17. In June 2007, terrorist financing was criminalized under the Mexican Federal Criminal Code, which distinguishes between “domestic terrorist financing” and “international terrorist financing”. Terrorism financing is also a predicate offense to money laundering and is a serious felony under the Federal Code of Criminal Procedures. When committed by members of organized crime, such offenses are subject to more severe sanctions.

18. The international terrorist financing offense extends to any “funds” as that term is defined in the United Nations’ (UN) Terrorist Financing Convention. However, the legal provisions do not fully comply with SR II. While the UN’s Terrorist Financing Convention focuses on the intention of the act to cause death or serious bodily injuries, the law seems to focus on what is used to carry out the act. The requirement to demonstrate that the terrorist act generates alarm, fear, or terror to a population or to a group or sector thereof is not consistent with Article 2 of the UN’s Terrorist Financing Convention, as the Convention only requires that “the purpose” of the act, by its nature or context, be to intimidate a population. Moreover, while the FT offense covers the financing of a significant number of terrorist acts, it does not extend the financing conduct to all of the acts that constitute offenses within the scope and definition of the treaties listed in the annex of the UN’s Terrorist Financing Convention. Nor does it extend to all situations where a person may willfully provide funds. It only covers the provision of funds through the “financing,” “contributing,” and “procuring” conducts. This would leave out the provision of funds “by any means” as required by the standard. Moreover, the collection of funds is not covered.

19. The FIU has made progress in developing its financial intelligence infrastructure and staff capacity, including improving its working relationship with the prosecutorial authorities at the PGR. At the time of the on-site visit, it was not fully receiving suspicious activity reports in a timely way sent through the SAT by foreign exchange centers and money remitters.3 Moreover, it does not have full legal authority to access criminal records to inform its analytical work. The number of staff relative to the volume of reports it receives and its current and future workload is inadequate, even though the FIU has implemented an automated risk-based system to filter out cases that do not merit deeper analysis. As part of an ongoing restructuring project of the FIU, its staff will be increased significantly.

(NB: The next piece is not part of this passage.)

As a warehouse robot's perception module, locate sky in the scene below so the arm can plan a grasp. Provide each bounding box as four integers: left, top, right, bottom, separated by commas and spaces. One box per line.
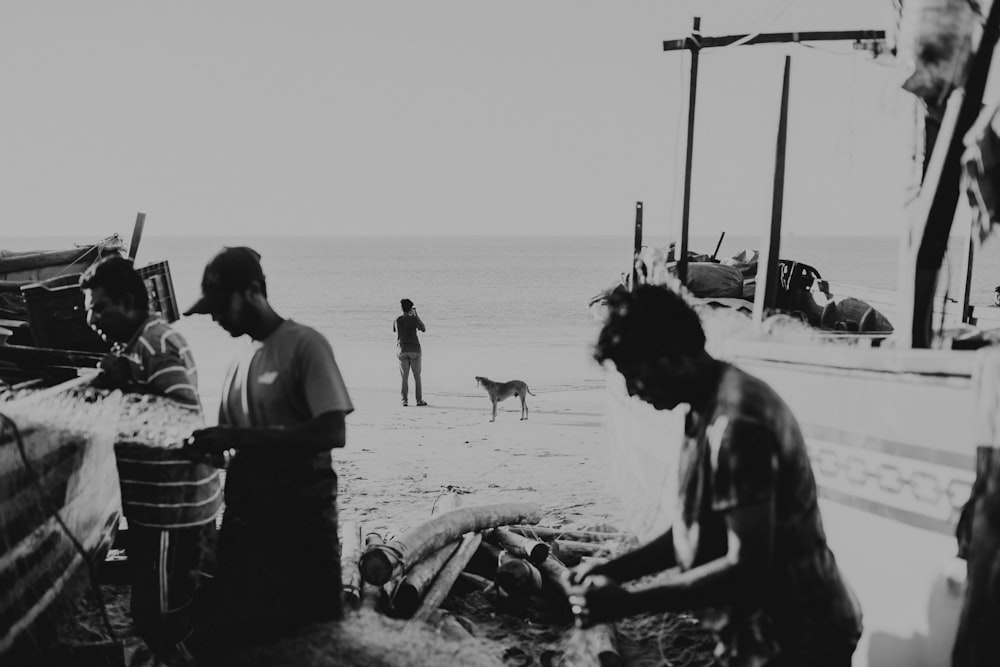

D. Preventive Measures—Financial Institutions

20. The various financial sector laws establish the principal AML/CFT preventive obligations for financial institutions. In turn, the AML/CFT legal provisions are implemented through regulations (“Disposiciones de Carácter General”) issued under such laws. All the detailed AML/CFT requirements for financial institutions are contained in these regulations. In addition, the Ministry of Finance and Public Credit can also issue written communications (“Oficios”) to financial institutions for, inter alia, clarifying and interpreting the provisions in the regulations. Both laws and the subsidiary regulations are enforceable and sanctionable in accordance with the provisions established in the applicable financial sector laws. The FIU, National Banking and Securities Commission (CNBV), and financial sector representatives jointly issued a set of best practice guidelines to help improve the quality of STRs submitted to the FIU by financial institutions subject to CNBV’s supervision.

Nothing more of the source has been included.